Things got really weird when Now snagged the rights to do a Terminator comic book. This was well before T2. Somehow the notion came up that if Tony Akins worked in house, in the Now offices, that he would get more work done. We got him a drawing a table and a chair and a tape dispenser and all that, and even so I only saw him there one or two times tops.
I was mad as a wet hen. Maybe madder. He kept promising and kept not showing up. One day I found a stack of cassette mix tapes that he had brought in on his first or second visit. On one of the days that Tony was a no-show I flipped out and started snapping them in half like they were Pop-Tarts.
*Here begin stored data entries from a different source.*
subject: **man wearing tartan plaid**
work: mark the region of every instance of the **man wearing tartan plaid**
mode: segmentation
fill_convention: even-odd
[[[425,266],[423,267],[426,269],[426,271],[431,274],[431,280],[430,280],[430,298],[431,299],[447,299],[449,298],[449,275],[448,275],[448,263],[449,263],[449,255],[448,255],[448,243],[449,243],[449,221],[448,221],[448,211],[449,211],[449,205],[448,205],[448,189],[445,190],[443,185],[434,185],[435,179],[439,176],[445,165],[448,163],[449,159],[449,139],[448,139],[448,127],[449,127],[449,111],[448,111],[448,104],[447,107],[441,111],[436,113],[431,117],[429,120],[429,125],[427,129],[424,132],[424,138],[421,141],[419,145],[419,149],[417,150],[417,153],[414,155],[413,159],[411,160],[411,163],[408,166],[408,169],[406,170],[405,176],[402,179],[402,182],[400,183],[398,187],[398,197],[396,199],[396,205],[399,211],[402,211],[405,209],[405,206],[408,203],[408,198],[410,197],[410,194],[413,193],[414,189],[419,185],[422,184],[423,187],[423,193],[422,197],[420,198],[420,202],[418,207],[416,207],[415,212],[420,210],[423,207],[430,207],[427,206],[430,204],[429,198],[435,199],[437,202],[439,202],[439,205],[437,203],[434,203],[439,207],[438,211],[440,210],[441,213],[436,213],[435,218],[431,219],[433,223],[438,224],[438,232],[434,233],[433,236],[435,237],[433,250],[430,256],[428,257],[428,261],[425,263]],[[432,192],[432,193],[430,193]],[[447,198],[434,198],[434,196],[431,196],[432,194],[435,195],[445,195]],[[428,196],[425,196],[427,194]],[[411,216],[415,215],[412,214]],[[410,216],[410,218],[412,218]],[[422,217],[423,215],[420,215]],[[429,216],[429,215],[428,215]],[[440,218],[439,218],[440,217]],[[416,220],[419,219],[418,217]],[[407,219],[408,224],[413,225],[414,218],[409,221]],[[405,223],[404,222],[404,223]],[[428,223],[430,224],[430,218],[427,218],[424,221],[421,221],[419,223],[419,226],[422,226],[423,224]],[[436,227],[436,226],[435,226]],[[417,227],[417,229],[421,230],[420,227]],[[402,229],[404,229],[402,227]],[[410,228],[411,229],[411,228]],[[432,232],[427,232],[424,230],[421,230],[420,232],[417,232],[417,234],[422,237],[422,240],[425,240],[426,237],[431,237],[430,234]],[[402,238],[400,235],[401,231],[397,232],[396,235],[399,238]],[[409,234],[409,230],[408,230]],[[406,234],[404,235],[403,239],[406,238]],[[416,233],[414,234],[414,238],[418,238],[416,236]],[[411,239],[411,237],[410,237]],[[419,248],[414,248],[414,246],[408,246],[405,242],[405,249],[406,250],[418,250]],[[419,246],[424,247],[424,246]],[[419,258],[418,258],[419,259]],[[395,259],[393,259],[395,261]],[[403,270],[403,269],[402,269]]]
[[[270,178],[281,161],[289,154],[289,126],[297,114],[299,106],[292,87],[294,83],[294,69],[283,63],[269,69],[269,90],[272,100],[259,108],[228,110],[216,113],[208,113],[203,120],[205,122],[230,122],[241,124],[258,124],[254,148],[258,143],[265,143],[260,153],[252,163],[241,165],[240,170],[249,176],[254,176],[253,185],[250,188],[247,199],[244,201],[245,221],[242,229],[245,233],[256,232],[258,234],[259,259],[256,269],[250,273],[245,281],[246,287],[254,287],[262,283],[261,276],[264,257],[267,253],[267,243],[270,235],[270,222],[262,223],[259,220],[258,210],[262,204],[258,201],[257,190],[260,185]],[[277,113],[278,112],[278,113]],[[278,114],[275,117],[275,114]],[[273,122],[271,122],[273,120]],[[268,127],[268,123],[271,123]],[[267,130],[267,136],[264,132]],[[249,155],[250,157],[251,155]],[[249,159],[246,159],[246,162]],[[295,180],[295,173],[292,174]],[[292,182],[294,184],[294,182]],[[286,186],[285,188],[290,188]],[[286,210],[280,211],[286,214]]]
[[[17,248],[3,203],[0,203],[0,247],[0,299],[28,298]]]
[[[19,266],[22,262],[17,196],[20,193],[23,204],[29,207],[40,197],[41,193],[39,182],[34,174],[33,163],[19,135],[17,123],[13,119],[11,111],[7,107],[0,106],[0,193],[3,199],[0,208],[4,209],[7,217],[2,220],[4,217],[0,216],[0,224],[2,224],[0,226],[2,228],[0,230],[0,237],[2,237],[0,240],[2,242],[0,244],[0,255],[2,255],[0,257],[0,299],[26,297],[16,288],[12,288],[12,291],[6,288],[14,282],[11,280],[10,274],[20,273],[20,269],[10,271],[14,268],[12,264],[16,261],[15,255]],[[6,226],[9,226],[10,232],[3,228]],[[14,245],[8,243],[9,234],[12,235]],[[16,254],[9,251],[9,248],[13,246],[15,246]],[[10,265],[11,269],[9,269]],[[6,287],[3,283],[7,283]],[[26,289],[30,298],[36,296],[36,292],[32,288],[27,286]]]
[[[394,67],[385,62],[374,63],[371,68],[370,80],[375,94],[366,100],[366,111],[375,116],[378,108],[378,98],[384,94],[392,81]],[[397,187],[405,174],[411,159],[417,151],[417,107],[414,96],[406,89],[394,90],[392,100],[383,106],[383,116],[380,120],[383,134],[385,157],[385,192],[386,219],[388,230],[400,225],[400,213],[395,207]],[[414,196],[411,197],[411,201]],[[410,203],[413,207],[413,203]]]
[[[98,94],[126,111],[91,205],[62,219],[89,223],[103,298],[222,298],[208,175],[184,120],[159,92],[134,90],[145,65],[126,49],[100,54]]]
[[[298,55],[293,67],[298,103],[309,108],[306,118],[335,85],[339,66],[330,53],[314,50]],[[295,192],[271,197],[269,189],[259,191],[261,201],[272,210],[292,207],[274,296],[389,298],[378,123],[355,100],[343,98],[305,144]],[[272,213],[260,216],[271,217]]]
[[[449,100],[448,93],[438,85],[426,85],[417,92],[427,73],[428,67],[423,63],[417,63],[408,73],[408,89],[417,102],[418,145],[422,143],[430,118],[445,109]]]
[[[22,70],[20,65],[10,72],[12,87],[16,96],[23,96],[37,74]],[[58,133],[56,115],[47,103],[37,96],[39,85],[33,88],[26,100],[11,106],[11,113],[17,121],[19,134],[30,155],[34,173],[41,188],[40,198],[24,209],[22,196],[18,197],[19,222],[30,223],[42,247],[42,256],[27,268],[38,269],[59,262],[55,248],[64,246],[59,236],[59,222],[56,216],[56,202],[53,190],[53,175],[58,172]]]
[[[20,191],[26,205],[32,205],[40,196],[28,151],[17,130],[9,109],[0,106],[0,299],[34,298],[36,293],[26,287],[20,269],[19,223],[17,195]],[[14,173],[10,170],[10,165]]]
To this day I’m ashamed of what I did. I have never been more frustrated with anyone in my life, but that was still no excuse for my behavior.
Working with Tony Akins on Rust and on the Terminator comic was a standout for me.
If they ever get this whole time travel thing figured out I’d like to go back to that time and tell my self to take more time scripting the pages before getting them off to be lettered in such a hurry. I would give up a lot to be able to go back and script those pages with the attention they deserved. I was writing a bunch of plots and scripts and stuff, most of it on the fly, but that’s no excuse. My run on Rust was fun, the issues generated a lot of fan mail, but I have trouble reading them. The scripts should have been up to the standards of the artwork, no matter how late it was.
Another problem concerns the inker of most of Tony's issues, Jim Brozman. Damn that kid was dedicated. He worked for months without seeing a single penny. He wasn't the most talented inker on the planet, but I have to give him massive props for delivering art fast and when it was needed when no other talent would return my telephone calls.
I’ve got a couple of projects that I’m currently working on that are horribly overdue, and that I just can’t get a handle on, and a thought crossed my mind the other day that maybe I’m being plagued by my personal demons. And sure enough,therethey are. Well, Tony Akins overcame his so I guess I can do a little ass kicking of my own.